Table 1. Distribution of patient datasets in age, sex, BMI, pathologies, acquisition field strength and sequence. Overlap between AI and manual labeling for 3D liver detection and axial prescription was high (>91%) across all categories. 3D axial prescription had higher levels of overlap between AI and manual methods than 3D liver detection across all categories. While AI-based liver detection faced challenges in iron overload (signal voids) and resection and pleural effusion (unusual anatomy), 3D axial prescription maintained high level of performance across all pathologies.

Figure 2. Accuracy of 2D annotation (a), 3D liver detection (b), and image prescription (c-e). IoU histograms for all classes are qualitatively similar, with IoU median >0.91 and interquartile range <0.09. In (b-e), x axis shows the 6 edges: right (R), left (L), posterior (P), anterior (A), inferior (I), superior (S); y axis shows difference between automated and manual volumes (0: perfect alignment; green areas: AI covering more volume; purple: missed volume).
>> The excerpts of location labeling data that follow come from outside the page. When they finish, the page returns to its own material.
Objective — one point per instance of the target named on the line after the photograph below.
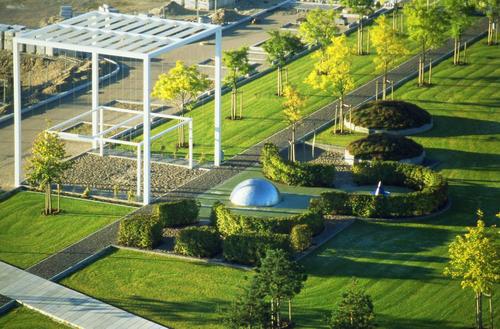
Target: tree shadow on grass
(449, 126)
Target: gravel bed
(107, 172)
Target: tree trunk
(479, 310)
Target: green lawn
(27, 237)
(24, 318)
(400, 264)
(262, 109)
(176, 293)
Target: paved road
(126, 86)
(63, 304)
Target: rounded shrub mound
(390, 115)
(384, 147)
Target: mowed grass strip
(23, 318)
(27, 236)
(401, 265)
(173, 292)
(262, 109)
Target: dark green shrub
(384, 147)
(178, 213)
(228, 223)
(201, 241)
(431, 192)
(390, 115)
(249, 248)
(301, 237)
(140, 231)
(275, 168)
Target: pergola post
(17, 114)
(95, 98)
(217, 121)
(146, 132)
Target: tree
(475, 260)
(459, 13)
(279, 47)
(362, 8)
(180, 85)
(319, 27)
(389, 47)
(333, 72)
(247, 311)
(427, 25)
(354, 311)
(280, 279)
(291, 110)
(237, 65)
(491, 8)
(47, 165)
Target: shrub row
(384, 147)
(248, 248)
(145, 230)
(389, 114)
(140, 231)
(178, 213)
(196, 241)
(430, 195)
(228, 223)
(275, 168)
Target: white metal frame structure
(129, 36)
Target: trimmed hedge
(275, 168)
(431, 192)
(201, 241)
(301, 237)
(384, 147)
(140, 231)
(391, 115)
(228, 223)
(249, 248)
(178, 213)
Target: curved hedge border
(275, 168)
(228, 223)
(390, 115)
(431, 192)
(384, 147)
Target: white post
(101, 129)
(146, 123)
(217, 121)
(190, 143)
(139, 170)
(95, 96)
(17, 114)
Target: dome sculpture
(255, 192)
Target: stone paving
(63, 304)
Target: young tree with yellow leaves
(475, 260)
(333, 72)
(180, 85)
(47, 165)
(388, 45)
(291, 109)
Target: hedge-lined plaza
(27, 236)
(400, 264)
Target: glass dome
(255, 192)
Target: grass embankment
(400, 264)
(27, 236)
(23, 318)
(262, 110)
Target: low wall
(400, 132)
(351, 159)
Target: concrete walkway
(63, 304)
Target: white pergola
(137, 37)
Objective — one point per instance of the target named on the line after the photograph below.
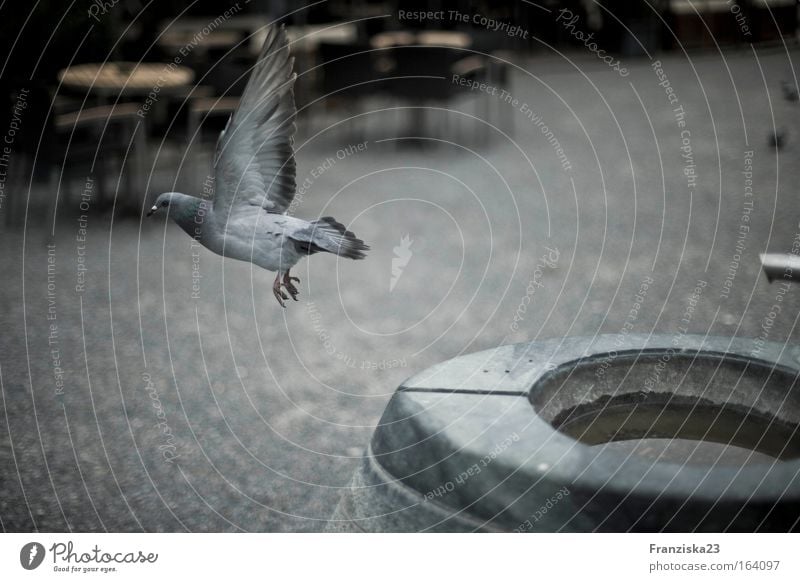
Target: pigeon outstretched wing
(254, 161)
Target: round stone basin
(698, 409)
(589, 434)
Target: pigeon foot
(287, 282)
(276, 290)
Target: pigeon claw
(276, 290)
(287, 282)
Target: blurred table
(173, 40)
(306, 39)
(443, 38)
(123, 78)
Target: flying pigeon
(254, 182)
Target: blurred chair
(200, 110)
(89, 141)
(347, 78)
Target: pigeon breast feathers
(255, 156)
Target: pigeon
(246, 216)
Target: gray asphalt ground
(221, 411)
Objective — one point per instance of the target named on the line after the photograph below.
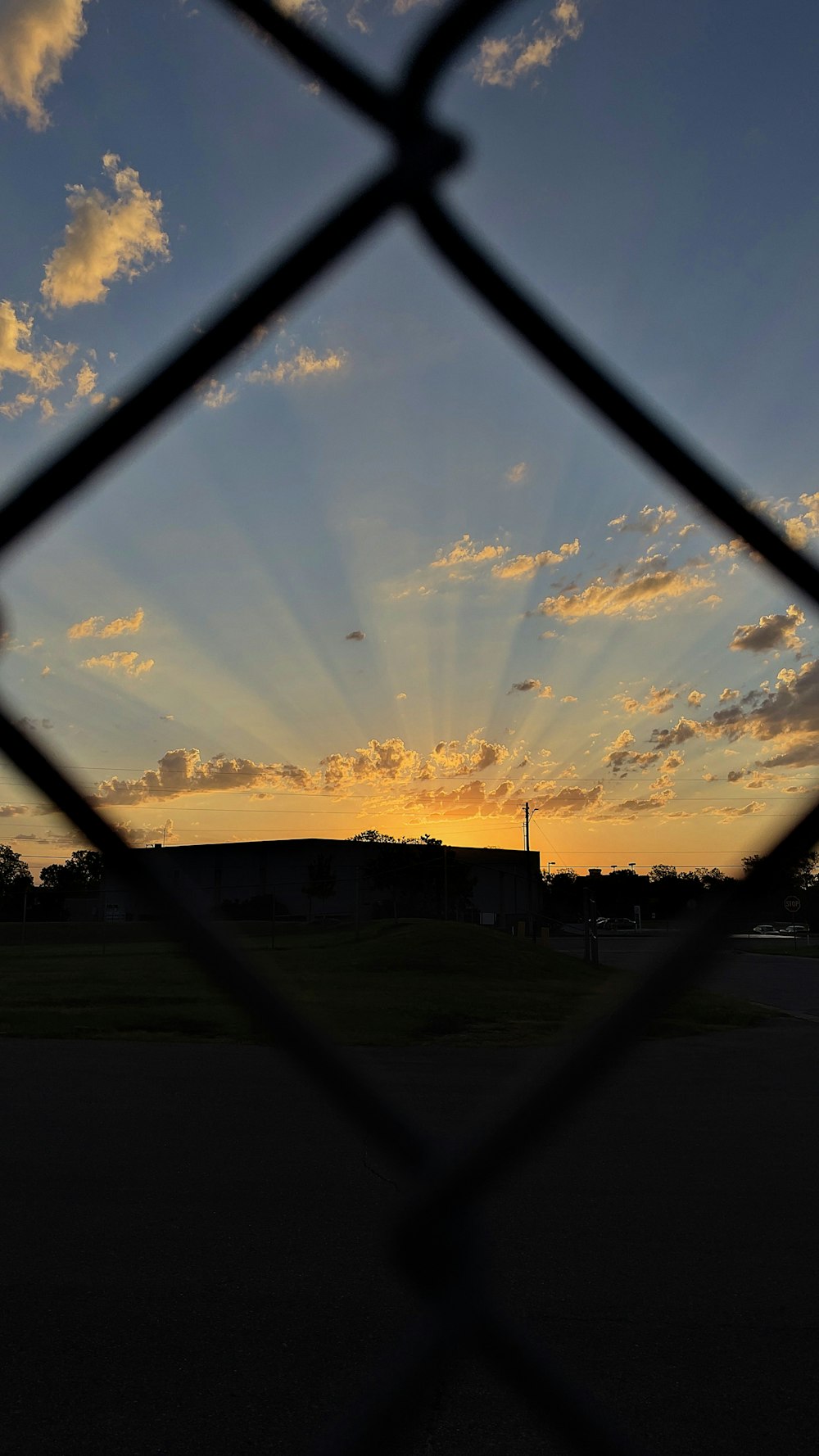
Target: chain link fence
(437, 1241)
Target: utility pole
(528, 868)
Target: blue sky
(383, 570)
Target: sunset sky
(382, 570)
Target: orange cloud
(774, 632)
(506, 60)
(636, 595)
(658, 701)
(649, 522)
(522, 567)
(35, 38)
(465, 552)
(98, 628)
(106, 237)
(121, 662)
(305, 364)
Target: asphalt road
(194, 1246)
(785, 982)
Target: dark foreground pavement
(192, 1242)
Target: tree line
(79, 875)
(667, 894)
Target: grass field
(392, 984)
(785, 947)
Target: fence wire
(437, 1238)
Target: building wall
(209, 875)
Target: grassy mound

All boxes are tight around 0. The shift in 3D axial prescription was less than 2.3 cm in S/I dimension for 99.5% of test datasets.

Figure 3. As training size increases, percentage of test cases with high overlap (>90%) in 3D between AI and manual prescription increases for 3D liver detection (blue solid line) and axial prescription (red solid line). AI performance for 3D axial prescription plateaus after 60% of training datasets. AI performance of 3D liver detection approaches but never reaches radiologists’ inter-reader reproducibility (blue dashed line). Using at least 30% of training dataset, AI-based 3D axial prescription performed better than (manual) inter-reader reproducibility (red dashed line).
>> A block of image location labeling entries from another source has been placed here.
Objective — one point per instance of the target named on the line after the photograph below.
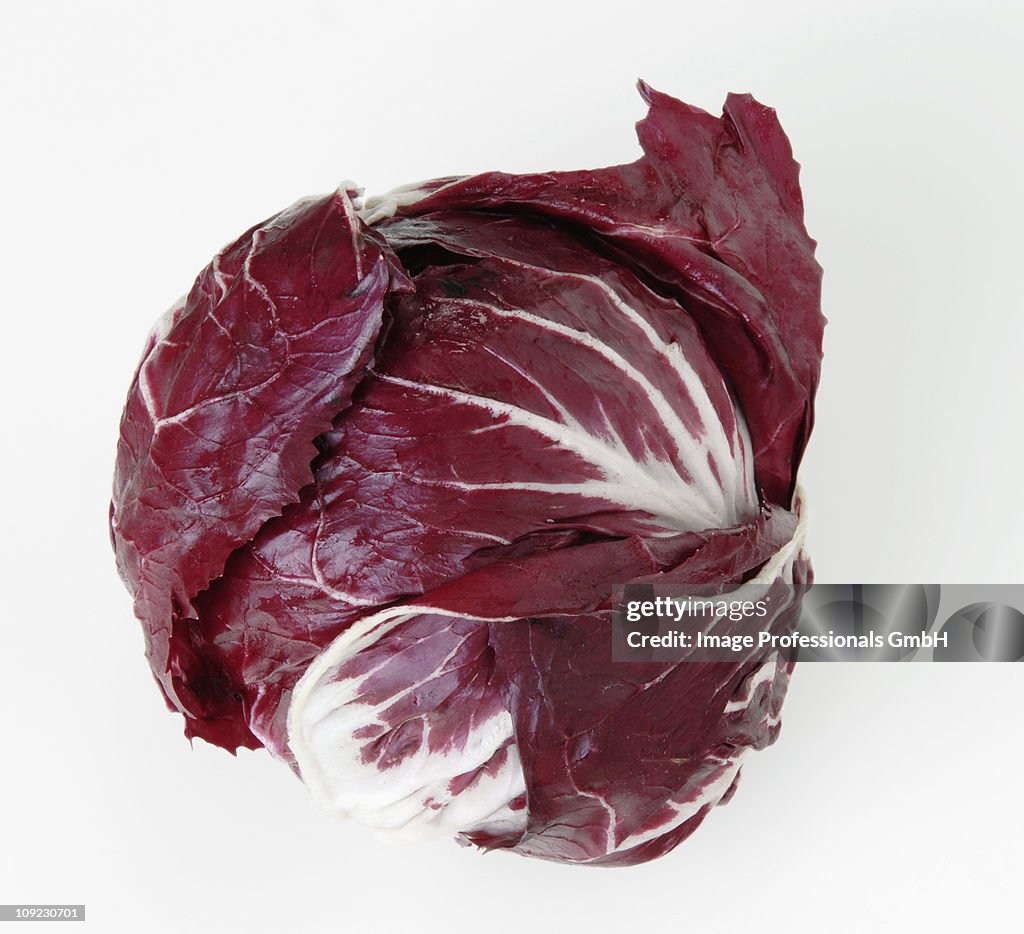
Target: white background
(139, 138)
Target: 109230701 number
(42, 913)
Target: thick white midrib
(677, 359)
(370, 629)
(686, 442)
(628, 473)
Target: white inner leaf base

Figure 4. We successfully implemented the AI-based automated image prescription on a clinical MRI system for prospective scanning. This online implementation worked well across various localizer sequences for 6 healthy volunteers. Automated prescription demonstrated promising performance (similar to that of retrospective study) across SSFSE, fGRE, and bSSFP sequences with various parameters, except fGRE with IR-prep. AI had best performance in spin-echo acquisitions.